DrMrLordX
Lifer
- Apr 27, 2000
- 22,369
- 12,175
- 136
No thanks, playing 4K will require me to get a 4K display and pay more for a high end GPU then I ever did before. I think $320 is the most I have ever spent on one.
I don't blame you for that. If all you want is 1440p 60Hz then things get cheaper. But take a look at this:
https://pcpartpicker.com/products/video-card/#c=438,436,425&sort=price
Cheapest 1660Ti is $280, cheapest 2060 is $350, cheapest 2070 is $485. That's a pretty big gap between the ~$250 range (1660Ti is barely there) and ~$500 range (2070). All you have is the 2060. Rest assured that NV will continue pushing that price point upwards when they release a successor card (3060 or whatever). My guess is the successor will be $380-$400, which you can easily pay for a 2060 right now if you like.
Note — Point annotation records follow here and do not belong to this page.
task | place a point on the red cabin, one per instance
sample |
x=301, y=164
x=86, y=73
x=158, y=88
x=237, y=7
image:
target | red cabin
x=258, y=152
And that's for a 6GB card! NV has more-or-less deprecated their other products, making them eventually irrelevant to pricing discussion.
AMD, on the other hand, has put its 7nm top dog at $700. Navi10 will probably be in the $200-$250 price range (basically on-par with where the 590 is today). Once Navi10 hits, all Polaris and most RX Vega will be considered deprecated as well, making them irrelevant to the price discussion. AMD may have a massive price gap of $500 between product tiers unless they can launch something faster/more expensive than Navi10.
Intel can see that clearly, so they want their top-dog product sitting near where the 2070 is today - $500.
Yesterday's GPU pricing tiers are gone. You have cards for 1080p and 60 Hz 1440p gamers sitting at $250 and less, while everything else is being pushed to the stratosphere - $500 and higher. Entry level, midrange, and high-end no longer means anything.